For the sake of sustainable agricultural development and food security, government departments should immediately suspend or scrap existing regulations on the building of housing on farmland. Those who purchase and use farmland in ways that violate the regulations should have a farmland occupation tax levied on them and a three-to-five-year house-building ban placed on the farmlands they own. This would give related ministries sufficient time to amend the Agricultural Development Act and prevent drawn-out amendment procedures from allowing the loss of farmland to continue unchecked.
The government should be more proactive in adjusting policies related to the structure of agriculture and the revival of fallow paddy fields. The authorities should also assist and lead small-scale farmers in establishing “farming to order,” encouraging existing farmers and agribusiness to engage in contract production that would allow small-scale farmers to operate as satellite farms for agribusinesses. This would help solve problems of agricultural production and marketing.
There are some kinds of agriculture that require large amounts of capital and high-tech equipment, such as facility agriculture and plant factories that employ things like biotechnology, environmental control and automation to break through normal agricultural constraints of season and space. In such cases, the government should improve the investment environment for agribusinesses and provide them with tax incentives to produce high-end agricultural products.
More important still, the government needs to be more proactive in developing markets for Taiwanese agricultural products in China, and it also needs to improve the structure of agricultural production and upgrade it. Current policies regarding Chinese agricultural products are overly protective, lacking an overall strategy and incapable of maximizing Taiwan’s agricultural advantages.
Despite China and Taiwan having signed the cross-strait Economic Cooperation Framework Agreement (ECFA), marketing of Taiwan’s agricultural products in China is still at an early stage and a long time is still needed before steady marketing channels and regular groups of consumers can be formed.

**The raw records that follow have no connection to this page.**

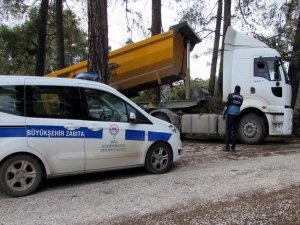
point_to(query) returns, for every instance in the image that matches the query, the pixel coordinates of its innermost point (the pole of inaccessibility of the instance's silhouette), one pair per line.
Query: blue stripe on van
(49, 132)
(135, 135)
(158, 136)
(12, 131)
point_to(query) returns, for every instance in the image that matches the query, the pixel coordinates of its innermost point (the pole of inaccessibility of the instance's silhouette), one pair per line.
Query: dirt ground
(279, 207)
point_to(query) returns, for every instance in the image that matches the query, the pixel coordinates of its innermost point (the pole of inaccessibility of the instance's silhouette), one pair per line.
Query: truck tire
(251, 129)
(20, 175)
(159, 158)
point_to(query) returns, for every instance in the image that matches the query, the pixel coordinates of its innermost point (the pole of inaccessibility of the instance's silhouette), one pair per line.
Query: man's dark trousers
(232, 124)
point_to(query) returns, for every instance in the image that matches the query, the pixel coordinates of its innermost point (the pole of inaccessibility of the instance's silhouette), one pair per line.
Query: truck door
(267, 82)
(107, 143)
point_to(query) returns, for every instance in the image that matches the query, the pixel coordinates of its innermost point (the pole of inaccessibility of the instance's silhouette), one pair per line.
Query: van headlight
(173, 128)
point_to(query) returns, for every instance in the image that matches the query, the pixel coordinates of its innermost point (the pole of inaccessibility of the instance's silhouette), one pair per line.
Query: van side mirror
(132, 117)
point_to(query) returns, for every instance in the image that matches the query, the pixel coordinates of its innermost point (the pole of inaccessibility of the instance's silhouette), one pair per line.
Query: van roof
(18, 80)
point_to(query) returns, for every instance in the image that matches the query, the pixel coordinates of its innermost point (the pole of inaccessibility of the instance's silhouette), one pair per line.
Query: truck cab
(264, 83)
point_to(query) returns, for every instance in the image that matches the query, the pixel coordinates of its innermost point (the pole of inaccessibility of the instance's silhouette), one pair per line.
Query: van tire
(159, 158)
(252, 129)
(20, 175)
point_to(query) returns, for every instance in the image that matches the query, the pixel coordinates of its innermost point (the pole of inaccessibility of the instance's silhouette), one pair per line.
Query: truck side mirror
(276, 69)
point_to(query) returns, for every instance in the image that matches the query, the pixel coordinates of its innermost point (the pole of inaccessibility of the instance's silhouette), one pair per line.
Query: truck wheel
(159, 158)
(20, 175)
(251, 129)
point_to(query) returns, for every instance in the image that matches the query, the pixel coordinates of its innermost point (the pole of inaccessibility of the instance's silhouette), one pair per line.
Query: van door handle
(71, 127)
(94, 127)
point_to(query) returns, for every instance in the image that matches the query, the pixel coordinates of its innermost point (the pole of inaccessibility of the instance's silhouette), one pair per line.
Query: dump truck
(165, 58)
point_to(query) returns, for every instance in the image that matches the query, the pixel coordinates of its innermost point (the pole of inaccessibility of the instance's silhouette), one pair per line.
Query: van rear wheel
(20, 175)
(159, 158)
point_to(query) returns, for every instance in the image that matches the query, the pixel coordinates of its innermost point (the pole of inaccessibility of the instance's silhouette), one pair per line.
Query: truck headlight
(173, 128)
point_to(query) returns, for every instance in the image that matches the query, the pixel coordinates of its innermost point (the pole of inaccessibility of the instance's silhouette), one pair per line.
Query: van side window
(12, 100)
(103, 106)
(264, 67)
(53, 102)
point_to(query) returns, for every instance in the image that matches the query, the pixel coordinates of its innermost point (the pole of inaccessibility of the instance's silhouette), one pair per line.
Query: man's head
(237, 89)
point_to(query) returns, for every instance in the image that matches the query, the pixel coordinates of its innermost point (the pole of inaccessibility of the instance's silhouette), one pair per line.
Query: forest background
(41, 36)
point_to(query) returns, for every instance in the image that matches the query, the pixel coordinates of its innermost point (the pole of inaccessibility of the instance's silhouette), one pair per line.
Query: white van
(55, 126)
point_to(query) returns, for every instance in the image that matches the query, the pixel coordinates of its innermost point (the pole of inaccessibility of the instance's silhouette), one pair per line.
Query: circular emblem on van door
(114, 130)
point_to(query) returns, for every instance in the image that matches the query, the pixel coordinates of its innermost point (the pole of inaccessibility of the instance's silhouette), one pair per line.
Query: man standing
(232, 109)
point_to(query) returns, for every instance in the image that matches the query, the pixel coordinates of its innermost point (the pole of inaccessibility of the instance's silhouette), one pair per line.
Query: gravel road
(255, 185)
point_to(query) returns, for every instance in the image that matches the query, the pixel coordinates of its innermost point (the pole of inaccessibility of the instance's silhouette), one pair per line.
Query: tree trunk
(213, 69)
(42, 29)
(98, 39)
(60, 58)
(226, 24)
(156, 29)
(294, 67)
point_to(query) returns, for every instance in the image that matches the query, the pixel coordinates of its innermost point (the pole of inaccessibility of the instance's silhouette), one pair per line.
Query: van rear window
(53, 102)
(12, 100)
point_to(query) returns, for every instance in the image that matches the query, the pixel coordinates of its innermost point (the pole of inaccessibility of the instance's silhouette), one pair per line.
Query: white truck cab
(56, 126)
(265, 86)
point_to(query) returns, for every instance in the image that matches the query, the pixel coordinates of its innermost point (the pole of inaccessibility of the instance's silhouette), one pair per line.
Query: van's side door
(115, 142)
(55, 126)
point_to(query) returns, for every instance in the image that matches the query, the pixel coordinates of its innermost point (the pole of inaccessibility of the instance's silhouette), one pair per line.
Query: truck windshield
(281, 64)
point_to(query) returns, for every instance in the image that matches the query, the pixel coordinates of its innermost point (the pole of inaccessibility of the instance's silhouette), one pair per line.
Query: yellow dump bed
(154, 61)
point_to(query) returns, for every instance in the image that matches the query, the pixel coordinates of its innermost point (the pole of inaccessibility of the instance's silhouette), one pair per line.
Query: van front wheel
(159, 158)
(20, 175)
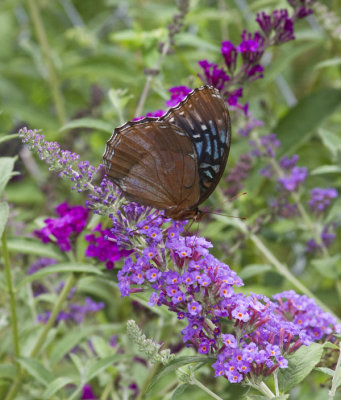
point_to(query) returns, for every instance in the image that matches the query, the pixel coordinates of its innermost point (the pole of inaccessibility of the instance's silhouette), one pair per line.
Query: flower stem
(336, 377)
(52, 76)
(149, 80)
(11, 299)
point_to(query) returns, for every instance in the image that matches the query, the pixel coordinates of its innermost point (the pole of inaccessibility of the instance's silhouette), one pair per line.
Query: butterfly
(174, 162)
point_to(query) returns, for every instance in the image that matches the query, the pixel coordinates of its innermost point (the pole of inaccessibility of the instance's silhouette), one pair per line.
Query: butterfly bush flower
(71, 221)
(243, 60)
(87, 393)
(320, 199)
(103, 247)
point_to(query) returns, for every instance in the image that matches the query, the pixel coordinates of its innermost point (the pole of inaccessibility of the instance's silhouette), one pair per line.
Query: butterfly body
(174, 162)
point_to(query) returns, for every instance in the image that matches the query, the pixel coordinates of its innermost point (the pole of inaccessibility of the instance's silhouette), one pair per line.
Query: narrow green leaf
(8, 137)
(254, 269)
(331, 141)
(33, 246)
(326, 371)
(328, 266)
(4, 212)
(179, 391)
(6, 170)
(301, 121)
(79, 364)
(59, 268)
(8, 371)
(56, 385)
(100, 366)
(326, 169)
(36, 369)
(177, 363)
(332, 62)
(300, 365)
(88, 123)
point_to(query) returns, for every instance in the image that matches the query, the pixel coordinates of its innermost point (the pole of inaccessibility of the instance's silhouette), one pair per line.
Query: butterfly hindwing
(203, 114)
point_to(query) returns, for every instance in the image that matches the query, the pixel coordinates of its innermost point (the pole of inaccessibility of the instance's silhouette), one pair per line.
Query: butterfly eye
(174, 162)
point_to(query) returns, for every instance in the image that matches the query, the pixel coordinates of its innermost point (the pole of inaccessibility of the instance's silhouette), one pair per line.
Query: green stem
(302, 210)
(336, 377)
(149, 80)
(39, 344)
(11, 299)
(284, 271)
(52, 76)
(62, 297)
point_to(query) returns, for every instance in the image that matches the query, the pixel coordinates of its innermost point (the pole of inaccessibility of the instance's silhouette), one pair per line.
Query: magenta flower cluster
(242, 61)
(104, 247)
(64, 229)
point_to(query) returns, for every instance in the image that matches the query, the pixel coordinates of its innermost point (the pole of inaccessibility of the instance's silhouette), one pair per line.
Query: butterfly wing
(203, 114)
(154, 163)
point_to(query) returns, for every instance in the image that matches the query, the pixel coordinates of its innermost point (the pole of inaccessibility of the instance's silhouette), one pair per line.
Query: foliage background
(60, 71)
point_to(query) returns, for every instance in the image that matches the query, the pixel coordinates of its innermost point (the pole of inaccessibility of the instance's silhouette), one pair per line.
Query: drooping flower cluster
(67, 163)
(189, 281)
(71, 221)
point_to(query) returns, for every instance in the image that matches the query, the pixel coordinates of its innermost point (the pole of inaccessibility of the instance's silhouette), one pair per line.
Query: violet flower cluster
(249, 335)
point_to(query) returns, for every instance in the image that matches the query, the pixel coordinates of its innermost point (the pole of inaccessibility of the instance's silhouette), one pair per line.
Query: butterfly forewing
(154, 163)
(205, 117)
(173, 162)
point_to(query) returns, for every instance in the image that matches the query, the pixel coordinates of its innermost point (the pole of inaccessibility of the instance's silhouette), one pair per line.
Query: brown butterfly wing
(154, 163)
(204, 116)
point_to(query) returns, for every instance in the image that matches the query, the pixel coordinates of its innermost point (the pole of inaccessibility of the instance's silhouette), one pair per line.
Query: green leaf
(6, 171)
(4, 212)
(328, 266)
(88, 123)
(179, 391)
(177, 363)
(74, 337)
(8, 137)
(100, 366)
(36, 369)
(326, 371)
(33, 246)
(55, 385)
(254, 269)
(60, 268)
(300, 365)
(8, 371)
(331, 141)
(301, 121)
(79, 364)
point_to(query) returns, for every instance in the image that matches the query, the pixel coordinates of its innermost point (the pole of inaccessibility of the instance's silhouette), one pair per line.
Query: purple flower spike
(229, 52)
(279, 23)
(178, 93)
(213, 75)
(87, 393)
(292, 181)
(320, 199)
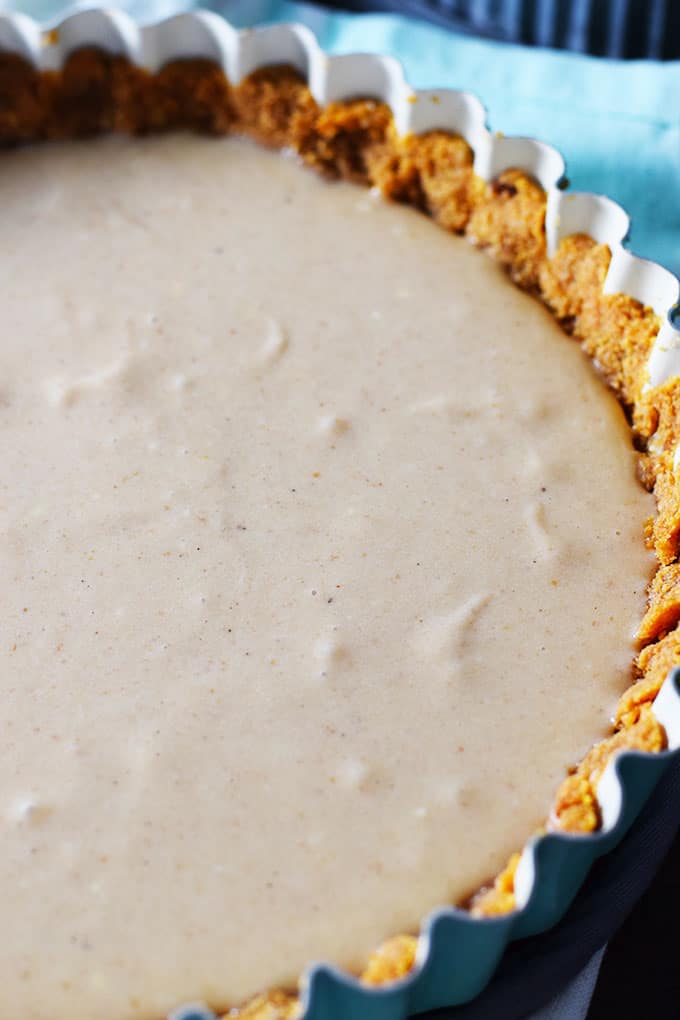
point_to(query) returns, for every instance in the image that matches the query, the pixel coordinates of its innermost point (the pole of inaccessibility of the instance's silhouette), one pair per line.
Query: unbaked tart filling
(322, 562)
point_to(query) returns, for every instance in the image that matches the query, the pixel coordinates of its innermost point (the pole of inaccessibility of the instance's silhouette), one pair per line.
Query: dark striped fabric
(622, 29)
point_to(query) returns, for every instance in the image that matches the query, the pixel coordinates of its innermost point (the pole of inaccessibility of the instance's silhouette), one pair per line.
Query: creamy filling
(321, 557)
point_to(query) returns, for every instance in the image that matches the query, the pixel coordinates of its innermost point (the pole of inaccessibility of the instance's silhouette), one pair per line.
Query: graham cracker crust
(357, 140)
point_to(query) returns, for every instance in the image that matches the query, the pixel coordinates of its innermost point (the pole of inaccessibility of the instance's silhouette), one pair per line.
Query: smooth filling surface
(321, 557)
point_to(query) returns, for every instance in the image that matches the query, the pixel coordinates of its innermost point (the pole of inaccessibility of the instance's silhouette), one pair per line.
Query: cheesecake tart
(323, 547)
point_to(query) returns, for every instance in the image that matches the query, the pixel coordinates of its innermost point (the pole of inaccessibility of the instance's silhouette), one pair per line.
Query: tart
(323, 548)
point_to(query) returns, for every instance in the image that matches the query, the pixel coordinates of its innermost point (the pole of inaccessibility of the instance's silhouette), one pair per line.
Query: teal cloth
(616, 122)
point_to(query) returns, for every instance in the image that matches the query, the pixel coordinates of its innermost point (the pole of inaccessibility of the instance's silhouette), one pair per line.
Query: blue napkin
(617, 122)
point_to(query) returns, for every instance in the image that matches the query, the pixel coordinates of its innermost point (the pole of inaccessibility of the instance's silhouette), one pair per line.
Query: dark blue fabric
(533, 970)
(622, 29)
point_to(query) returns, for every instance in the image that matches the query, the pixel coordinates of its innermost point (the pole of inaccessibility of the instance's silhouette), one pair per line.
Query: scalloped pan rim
(552, 867)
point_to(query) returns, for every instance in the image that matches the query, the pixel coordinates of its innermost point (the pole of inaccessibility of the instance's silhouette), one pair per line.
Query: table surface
(640, 978)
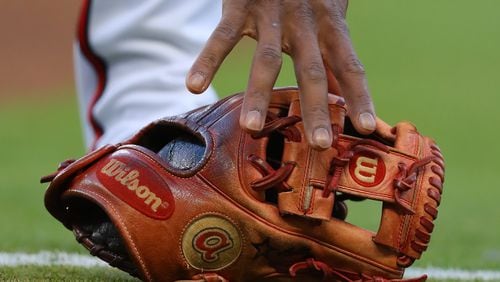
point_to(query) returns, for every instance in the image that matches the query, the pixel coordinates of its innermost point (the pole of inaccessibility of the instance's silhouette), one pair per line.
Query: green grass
(59, 273)
(432, 62)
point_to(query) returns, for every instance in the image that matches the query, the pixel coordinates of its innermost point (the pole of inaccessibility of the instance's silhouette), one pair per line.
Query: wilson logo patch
(367, 169)
(211, 242)
(138, 186)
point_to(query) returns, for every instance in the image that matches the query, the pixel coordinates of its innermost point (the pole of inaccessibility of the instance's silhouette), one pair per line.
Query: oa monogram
(367, 169)
(211, 242)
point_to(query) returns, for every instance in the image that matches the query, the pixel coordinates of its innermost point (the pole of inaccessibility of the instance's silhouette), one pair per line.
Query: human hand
(315, 35)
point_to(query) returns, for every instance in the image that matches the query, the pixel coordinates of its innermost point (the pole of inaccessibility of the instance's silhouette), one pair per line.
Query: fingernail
(253, 120)
(197, 81)
(367, 121)
(321, 137)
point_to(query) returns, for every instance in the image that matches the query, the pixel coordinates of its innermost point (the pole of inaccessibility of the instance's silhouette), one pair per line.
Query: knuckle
(271, 54)
(304, 13)
(227, 31)
(209, 60)
(352, 65)
(314, 72)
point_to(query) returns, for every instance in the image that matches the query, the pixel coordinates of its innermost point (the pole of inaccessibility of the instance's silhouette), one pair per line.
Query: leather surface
(217, 213)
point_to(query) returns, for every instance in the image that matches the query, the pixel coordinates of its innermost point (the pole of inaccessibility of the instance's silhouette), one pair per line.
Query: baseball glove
(195, 197)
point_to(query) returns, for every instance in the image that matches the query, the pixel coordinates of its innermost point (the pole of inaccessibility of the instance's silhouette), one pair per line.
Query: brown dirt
(36, 40)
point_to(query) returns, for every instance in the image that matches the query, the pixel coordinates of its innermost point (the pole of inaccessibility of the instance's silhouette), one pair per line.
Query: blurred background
(435, 63)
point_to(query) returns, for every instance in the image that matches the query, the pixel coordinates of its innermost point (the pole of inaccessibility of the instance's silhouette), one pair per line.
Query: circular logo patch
(367, 169)
(211, 242)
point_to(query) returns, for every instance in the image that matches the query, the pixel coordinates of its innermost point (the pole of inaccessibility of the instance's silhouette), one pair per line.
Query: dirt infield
(36, 45)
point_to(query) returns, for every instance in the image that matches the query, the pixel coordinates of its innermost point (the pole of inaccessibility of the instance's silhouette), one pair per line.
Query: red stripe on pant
(97, 63)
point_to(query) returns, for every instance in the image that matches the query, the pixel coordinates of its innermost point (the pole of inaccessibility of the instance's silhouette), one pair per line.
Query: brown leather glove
(195, 197)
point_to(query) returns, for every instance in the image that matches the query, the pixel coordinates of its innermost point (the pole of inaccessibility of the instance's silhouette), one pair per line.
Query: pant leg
(131, 59)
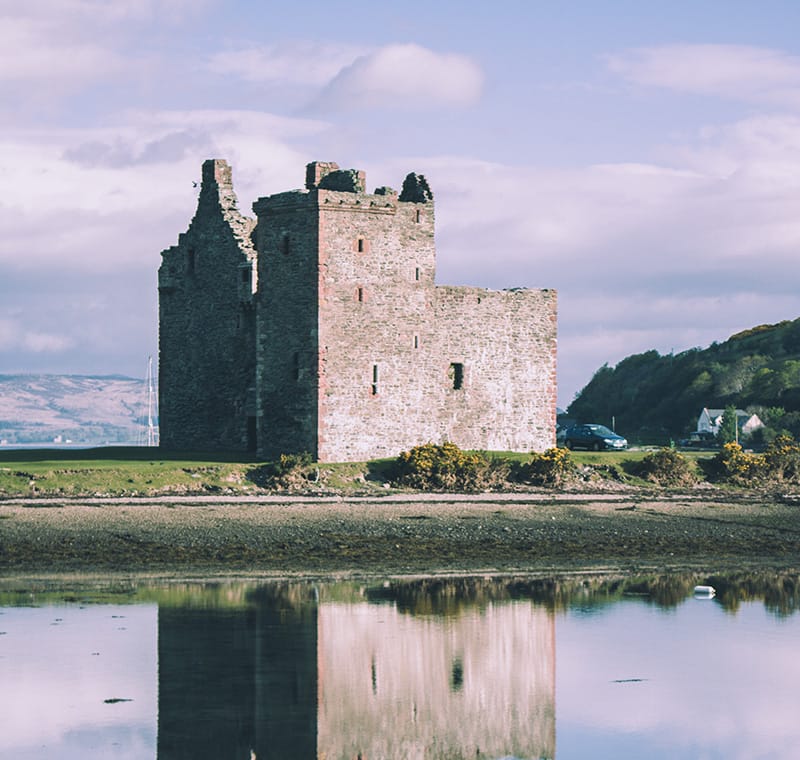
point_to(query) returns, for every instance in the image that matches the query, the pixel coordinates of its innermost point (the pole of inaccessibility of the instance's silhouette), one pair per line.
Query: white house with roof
(711, 419)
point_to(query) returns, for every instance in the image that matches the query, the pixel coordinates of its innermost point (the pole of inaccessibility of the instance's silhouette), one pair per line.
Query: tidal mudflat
(399, 533)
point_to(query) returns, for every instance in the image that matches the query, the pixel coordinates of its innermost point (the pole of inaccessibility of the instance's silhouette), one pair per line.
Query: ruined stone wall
(347, 349)
(287, 332)
(207, 325)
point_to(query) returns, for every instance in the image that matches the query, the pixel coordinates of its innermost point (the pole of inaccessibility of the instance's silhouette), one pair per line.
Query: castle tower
(345, 305)
(331, 337)
(207, 325)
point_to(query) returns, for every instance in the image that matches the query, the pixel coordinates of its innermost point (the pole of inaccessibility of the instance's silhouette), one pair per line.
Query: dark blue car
(594, 438)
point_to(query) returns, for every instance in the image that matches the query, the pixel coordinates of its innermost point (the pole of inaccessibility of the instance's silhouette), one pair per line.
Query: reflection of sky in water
(58, 665)
(632, 680)
(714, 684)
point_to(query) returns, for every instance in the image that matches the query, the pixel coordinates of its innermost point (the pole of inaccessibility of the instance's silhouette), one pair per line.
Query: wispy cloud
(403, 77)
(14, 335)
(302, 62)
(735, 72)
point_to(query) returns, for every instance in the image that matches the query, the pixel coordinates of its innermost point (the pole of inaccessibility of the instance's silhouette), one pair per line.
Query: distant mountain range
(60, 409)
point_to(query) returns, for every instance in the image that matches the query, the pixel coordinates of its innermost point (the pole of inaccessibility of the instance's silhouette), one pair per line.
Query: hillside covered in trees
(653, 398)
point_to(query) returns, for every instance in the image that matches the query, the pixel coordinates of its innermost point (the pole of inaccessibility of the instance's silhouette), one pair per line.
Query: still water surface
(440, 669)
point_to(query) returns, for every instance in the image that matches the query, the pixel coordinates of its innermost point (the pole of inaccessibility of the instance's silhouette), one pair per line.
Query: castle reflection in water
(427, 670)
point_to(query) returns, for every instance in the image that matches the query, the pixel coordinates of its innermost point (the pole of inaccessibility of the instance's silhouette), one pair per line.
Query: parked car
(699, 439)
(594, 437)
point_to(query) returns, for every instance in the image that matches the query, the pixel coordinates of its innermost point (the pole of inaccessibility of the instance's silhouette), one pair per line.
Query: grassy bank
(152, 472)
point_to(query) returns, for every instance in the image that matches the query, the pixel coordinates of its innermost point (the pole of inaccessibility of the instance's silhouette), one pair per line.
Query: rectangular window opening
(457, 375)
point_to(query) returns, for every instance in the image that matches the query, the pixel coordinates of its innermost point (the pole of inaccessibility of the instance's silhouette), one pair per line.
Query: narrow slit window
(457, 375)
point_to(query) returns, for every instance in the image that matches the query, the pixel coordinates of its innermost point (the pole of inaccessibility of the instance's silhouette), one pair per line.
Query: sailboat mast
(151, 436)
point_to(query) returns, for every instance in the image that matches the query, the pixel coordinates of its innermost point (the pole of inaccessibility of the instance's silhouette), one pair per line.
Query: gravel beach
(404, 534)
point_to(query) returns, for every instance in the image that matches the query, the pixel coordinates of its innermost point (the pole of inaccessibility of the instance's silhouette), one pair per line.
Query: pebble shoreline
(397, 534)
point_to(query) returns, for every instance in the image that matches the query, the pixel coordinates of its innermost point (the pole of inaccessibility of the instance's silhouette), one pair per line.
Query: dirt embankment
(398, 534)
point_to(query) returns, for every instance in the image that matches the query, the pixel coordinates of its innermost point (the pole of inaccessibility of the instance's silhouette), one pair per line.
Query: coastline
(398, 534)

The government should take quicker action to overcome marketing and transport bottlenecks affecting Taiwanese agricultural products sold in China, and it should gradually explore and establish systems and modes of cooperation that are more in line with the respective characteristics and interests of Taiwan and China. We should move away from the current purchasing pattern in which China buys up Taiwan’s otherwise unsellable agricultural products, and toward one of more regular direct purchasing. This would allow trade cooperation with China to revive the use of farmland and improve the structure of our agricultural production.
In addition, agricultural departments should not be left out of the ECFA. Permanent mechanisms for mutual aid and consultation should be established to make cross-strait trade in agricultural products more systematic. That will help lay the groundwork for entry into free trade agreements with ASEAN and other countries.
Peng Tso-kwei is a chair professor at Asia University and chairman of the Taiwan Society of Rural Development Planning.